Contour-time approach to the Bose-Hubbard model in the strong coupling regime: Studying two-point spatio-temporal correlations at the Hartree-Fock-Bogoliubov level

TL;DR

This paper introduces a contour-time formalism for analyzing space-time correlations in the Bose-Hubbard model, applicable to both equilibrium and non-equilibrium states, and compares its accuracy with existing methods.

Contribution

It develops a two-particle irreducible effective action within the contour-time framework for the Bose-Hubbard model, enabling study of correlations in and out of equilibrium.

Findings

Formalism accurately reproduces known results in equilibrium.

Provides a new tool for studying out-of-equilibrium dynamics.

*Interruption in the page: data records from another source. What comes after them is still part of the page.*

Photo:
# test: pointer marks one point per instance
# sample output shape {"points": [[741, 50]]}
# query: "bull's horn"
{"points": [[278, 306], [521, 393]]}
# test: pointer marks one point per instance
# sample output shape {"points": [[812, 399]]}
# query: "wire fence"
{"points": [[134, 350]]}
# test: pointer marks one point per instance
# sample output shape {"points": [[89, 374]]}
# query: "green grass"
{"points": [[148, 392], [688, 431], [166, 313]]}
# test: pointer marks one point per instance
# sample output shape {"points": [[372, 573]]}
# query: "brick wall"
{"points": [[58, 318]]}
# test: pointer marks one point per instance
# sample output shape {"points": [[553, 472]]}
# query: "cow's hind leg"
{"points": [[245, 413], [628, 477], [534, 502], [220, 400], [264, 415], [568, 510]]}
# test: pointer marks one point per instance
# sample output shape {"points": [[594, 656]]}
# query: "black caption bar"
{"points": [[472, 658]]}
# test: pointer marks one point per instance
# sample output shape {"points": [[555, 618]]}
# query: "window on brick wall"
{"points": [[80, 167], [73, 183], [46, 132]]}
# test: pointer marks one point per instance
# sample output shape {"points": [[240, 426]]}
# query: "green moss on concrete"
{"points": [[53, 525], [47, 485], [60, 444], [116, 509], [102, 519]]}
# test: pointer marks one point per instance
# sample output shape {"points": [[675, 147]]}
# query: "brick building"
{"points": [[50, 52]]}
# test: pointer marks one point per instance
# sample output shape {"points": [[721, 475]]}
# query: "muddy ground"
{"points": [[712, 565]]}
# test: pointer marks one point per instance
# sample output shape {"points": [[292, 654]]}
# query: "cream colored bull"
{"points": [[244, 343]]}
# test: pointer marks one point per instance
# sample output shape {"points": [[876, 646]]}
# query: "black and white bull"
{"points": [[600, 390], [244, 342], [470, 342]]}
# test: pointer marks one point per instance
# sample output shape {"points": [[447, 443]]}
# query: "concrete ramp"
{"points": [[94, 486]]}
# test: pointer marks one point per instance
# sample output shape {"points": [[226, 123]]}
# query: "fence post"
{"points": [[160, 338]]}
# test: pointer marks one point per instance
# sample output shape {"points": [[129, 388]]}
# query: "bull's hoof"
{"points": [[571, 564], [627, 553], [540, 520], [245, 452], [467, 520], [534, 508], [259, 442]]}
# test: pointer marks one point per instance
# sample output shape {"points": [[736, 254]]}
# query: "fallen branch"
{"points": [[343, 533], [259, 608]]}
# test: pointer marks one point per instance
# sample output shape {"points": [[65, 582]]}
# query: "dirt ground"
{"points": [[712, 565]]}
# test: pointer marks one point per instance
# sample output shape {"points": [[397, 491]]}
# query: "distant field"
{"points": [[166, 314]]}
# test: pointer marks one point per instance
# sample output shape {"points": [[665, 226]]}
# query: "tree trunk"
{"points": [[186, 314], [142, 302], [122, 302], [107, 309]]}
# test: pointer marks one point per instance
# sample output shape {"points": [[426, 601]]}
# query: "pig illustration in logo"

Shows good agreement with existing strong coupling methods.

Abstract

We develop a formalism that allows the study of correlations in space and time in both the superfluid and Mott insulating phases of the Bose-Hubbard Model. Specifically, we obtain a two particle irreducible effective action within the contour-time formalism that allows for both equilibrium and out of equilibrium phenomena. We derive equations of motion for both the superfluid order parameter and two-point correlation functions. To assess the accuracy of this formalism, we study the equilibrium solution of the equations of motion and compare our results to existing strong coupling methods as well as exact methods where possible. We discuss applications of this formalism to out of equilibrium situations.